Computational genomics (2016/2017)

Course code
Name of lecturer
Nicola Vitulo
Nicola Vitulo
Number of ECTS credits allocated
Academic sector
Language of instruction
II sem. dal Mar 1, 2017 al Jun 9, 2017.

Lesson timetable

Learning outcomes

The advent of the new sequencing technology (Next Generation Sequencing, NGS) had a great impact on the ability to study genome complexity at genomic, transcriptomic and epigenetic level and provided interesting opportunities for the development of bioinfomatic resources for data analyses and management.
The course will provide a general overview of the main computational methods based in NGS data that can be applied in genomic studies (mainly focused on the human genome) as for example , sequence alignment, genome sequencing, genome resequencing for the identification of variants, transcriptomic analysis for the identification of differentially expressed genes.

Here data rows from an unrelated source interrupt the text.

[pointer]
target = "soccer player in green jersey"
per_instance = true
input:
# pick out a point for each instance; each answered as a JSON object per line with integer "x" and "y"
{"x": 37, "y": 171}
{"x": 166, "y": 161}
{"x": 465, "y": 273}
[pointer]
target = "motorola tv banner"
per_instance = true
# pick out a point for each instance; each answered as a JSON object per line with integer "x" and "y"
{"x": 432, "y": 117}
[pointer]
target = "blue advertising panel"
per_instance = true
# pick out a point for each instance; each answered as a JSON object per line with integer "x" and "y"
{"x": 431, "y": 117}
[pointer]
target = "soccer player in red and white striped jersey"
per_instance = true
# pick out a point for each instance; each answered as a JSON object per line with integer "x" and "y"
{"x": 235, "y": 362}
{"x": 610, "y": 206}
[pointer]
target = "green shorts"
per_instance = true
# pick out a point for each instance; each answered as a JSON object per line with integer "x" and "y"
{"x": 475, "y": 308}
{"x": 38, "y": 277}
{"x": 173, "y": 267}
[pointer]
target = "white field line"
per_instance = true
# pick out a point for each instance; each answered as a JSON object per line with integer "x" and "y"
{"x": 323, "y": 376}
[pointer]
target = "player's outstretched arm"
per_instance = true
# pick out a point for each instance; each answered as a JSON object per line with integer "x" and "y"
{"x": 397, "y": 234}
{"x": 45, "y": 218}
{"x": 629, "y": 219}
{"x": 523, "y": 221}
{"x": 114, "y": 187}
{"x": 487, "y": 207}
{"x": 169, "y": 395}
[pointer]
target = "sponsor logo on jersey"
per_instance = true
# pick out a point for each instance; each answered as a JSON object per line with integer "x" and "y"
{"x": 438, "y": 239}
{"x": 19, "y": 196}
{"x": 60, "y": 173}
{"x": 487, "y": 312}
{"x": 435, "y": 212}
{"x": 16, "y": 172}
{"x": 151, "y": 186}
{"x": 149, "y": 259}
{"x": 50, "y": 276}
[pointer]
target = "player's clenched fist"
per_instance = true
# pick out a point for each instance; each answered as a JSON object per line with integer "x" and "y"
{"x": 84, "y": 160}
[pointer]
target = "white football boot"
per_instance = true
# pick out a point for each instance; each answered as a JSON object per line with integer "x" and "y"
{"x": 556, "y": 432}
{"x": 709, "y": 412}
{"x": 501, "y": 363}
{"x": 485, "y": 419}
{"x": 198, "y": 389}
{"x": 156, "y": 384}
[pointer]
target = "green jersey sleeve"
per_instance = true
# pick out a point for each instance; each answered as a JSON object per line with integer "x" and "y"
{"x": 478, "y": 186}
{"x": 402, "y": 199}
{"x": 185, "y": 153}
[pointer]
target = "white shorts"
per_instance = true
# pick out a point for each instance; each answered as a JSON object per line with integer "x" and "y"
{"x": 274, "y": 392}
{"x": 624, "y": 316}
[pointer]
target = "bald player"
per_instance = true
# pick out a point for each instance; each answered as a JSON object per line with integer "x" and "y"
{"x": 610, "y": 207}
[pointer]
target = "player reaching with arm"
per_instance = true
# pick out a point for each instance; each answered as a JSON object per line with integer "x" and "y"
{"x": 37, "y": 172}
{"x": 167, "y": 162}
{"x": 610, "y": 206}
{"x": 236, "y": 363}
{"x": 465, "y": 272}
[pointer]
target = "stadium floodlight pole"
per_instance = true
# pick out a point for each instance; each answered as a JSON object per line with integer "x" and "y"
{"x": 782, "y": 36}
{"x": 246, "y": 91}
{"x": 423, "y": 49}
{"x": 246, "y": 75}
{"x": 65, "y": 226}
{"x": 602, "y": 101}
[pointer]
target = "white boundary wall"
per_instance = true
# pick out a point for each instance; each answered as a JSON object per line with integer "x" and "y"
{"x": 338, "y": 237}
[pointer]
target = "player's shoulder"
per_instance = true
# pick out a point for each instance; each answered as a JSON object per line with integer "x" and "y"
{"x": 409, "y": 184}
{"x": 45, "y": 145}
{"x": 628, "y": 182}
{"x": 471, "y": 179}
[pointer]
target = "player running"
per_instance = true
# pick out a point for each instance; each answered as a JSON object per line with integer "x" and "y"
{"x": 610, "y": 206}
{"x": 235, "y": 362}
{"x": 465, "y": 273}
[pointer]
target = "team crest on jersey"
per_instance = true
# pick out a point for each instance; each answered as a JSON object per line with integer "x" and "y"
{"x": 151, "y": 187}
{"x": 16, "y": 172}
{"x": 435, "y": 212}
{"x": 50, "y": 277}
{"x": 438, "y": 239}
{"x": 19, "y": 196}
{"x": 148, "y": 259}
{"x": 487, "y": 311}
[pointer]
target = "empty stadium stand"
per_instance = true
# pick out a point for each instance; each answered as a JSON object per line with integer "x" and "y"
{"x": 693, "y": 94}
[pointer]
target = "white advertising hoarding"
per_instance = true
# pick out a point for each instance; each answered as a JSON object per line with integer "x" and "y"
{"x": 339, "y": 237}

At the end of the course the student should be able to:
Know the main data file formats
Know the different algorithm used in genomic studies and their applications
Setting up a pipeline for data managing and analysis


1. Introduction to Next Generation Sequencing (NGS) data
• Biases and sequencing errors of Illumina technology
• FastQ file format
• Quality reads assessment (FastQC software)
• Reads preprocessing

2. Overview of bioinformatics methods for genome assembly
• Overlap-layout-consensus
• Debrujin graph
• Genome assembly assessment

3. Sequence alignment of NGS data
• Dynamic programming
• Heuristic methods
• SAM/BAM format

4. Resequencing and variant calling
• Identification of germline variants
• Identification of somatic variants
• Bioinformatics methods for the identification of structural variations (Insertion and Deletion, Translocation,Copy number variation)
• Variant Calling File (VCF) format and Genomic VCF format

5. Computational tools for prioritizing candidate genes

6. Analyse epigenetic data using bioinformatics tools

7. Transcriptomic analysis and RNA-seq
• RNA-seq genome alignment (TopHat, STAR)
• Transcripts reconstruction
• Gene quantification
• Data normalization
• Identification of differentially expressed genes
• Gene enrichment and gene set analysis

Bioinformatics laboratory
• Introduction to bash and linux operative system
• Usage of FastQC software for sequence quality assessment
• Setting up of a pre-processing sequence pipeline
• Sequence alignment with bowtie2
• BAM/SAM file manipulation

Assessment methods and criteria

Written with six open questions regarding the arguments of the course.